Keesokan harinya, Selasa (21/5/2024), Direktur pengembang Darmo Hill, Prasetyo Kartika, memerintahkan parkir dua unit kendaraan operasional PT. Dharma Bhakti Adijaya di depan portal elektronik, menghalangi pengoperasiannya. Selain itu, ada upaya dari oknum yang mengaku satpol PP Pemkot untuk menurunkan poster protes warga, yang ditolak tegas oleh security perumahan.
Pengacara warga, Tito S.H., mempertanyakan sikap Pemkot yang terkesan memihak kepada PT. Dharma Bhakti Adijaya. Menurut Tito, sesuai hasil hearing pada 21 Mei 2024, Komisi A DPRD Kota Surabaya meminta kedua belah pihak menyelesaikan masalah secara damai dan mencegah disharmoni.
Warga Darmo Hill mengacu pada Peraturan Menteri PUPR No.10 Tahun 2010, yang menyatakan PT. Dharma Bhakti Adijaya tidak memiliki legal standing dalam mengelola lingkungan perumahan tanpa persetujuan warga. Meski developer berpegang pada keputusan MA yang memenangkan gugatan terhadap mantan pengurus RT.04, keputusan ini tidak bisa memaksa warga untuk tunduk.
Josiah Michael menegaskan, jika developer ingin mengelola PSU (Prasarana, Sarana, dan Utilitas), harus mendapat persetujuan warga dan PSU belum diserahkan ke Pemkot. Ketua Komisi A, Arif Fathoni S.H., dan ahli hukum lainnya menegaskan hak warga untuk mengelola lingkungan perumahan setelah PSU diserahkan.
Keanehan muncul dari Kepala BPKAD, Wiwiek Widayati, yang menyatakan PT. Dharma Bhakti Adijaya mengajukan pengelolaan lingkungan setelah PSU diserahkan pada Februari 2024. Padahal, warga sudah lebih dulu mengajukan pengelolaan mandiri sejak September 2023, namun tidak ditanggapi.
Warga mempertanyakan keberpihakan Pemkot dan Walikota Eri Cahyadi, mengingat laporan penyerobotan tanah fasum oleh developer tidak ditindaklanjuti secara hukum. Fakta di lapangan menunjukkan 205 warga dari 250 pemilik rumah mendukung pengelolaan lingkungan secara mandiri dan menolak membayar Iuran Pengelolaan Lingkungan (IPL) ke developer.

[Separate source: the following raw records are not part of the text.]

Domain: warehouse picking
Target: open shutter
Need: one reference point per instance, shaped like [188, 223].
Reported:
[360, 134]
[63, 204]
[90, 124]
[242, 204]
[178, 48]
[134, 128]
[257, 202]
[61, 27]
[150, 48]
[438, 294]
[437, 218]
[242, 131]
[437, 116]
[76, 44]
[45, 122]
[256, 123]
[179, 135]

Selama 20 tahun, warga menilai developer tidak memenuhi janji membangun fasilitas, kecuali lapangan tenis yang kini dibongkar dan diduga dikavling untuk dijual. Warga berhak mengelola fasilitas umum yang telah diserahkan ke Pemkot untuk kepentingan bersama.
Tim media akan terus mengonfirmasi pihak-pihak terkait guna mengungkap permasalahan ini lebih lanjut.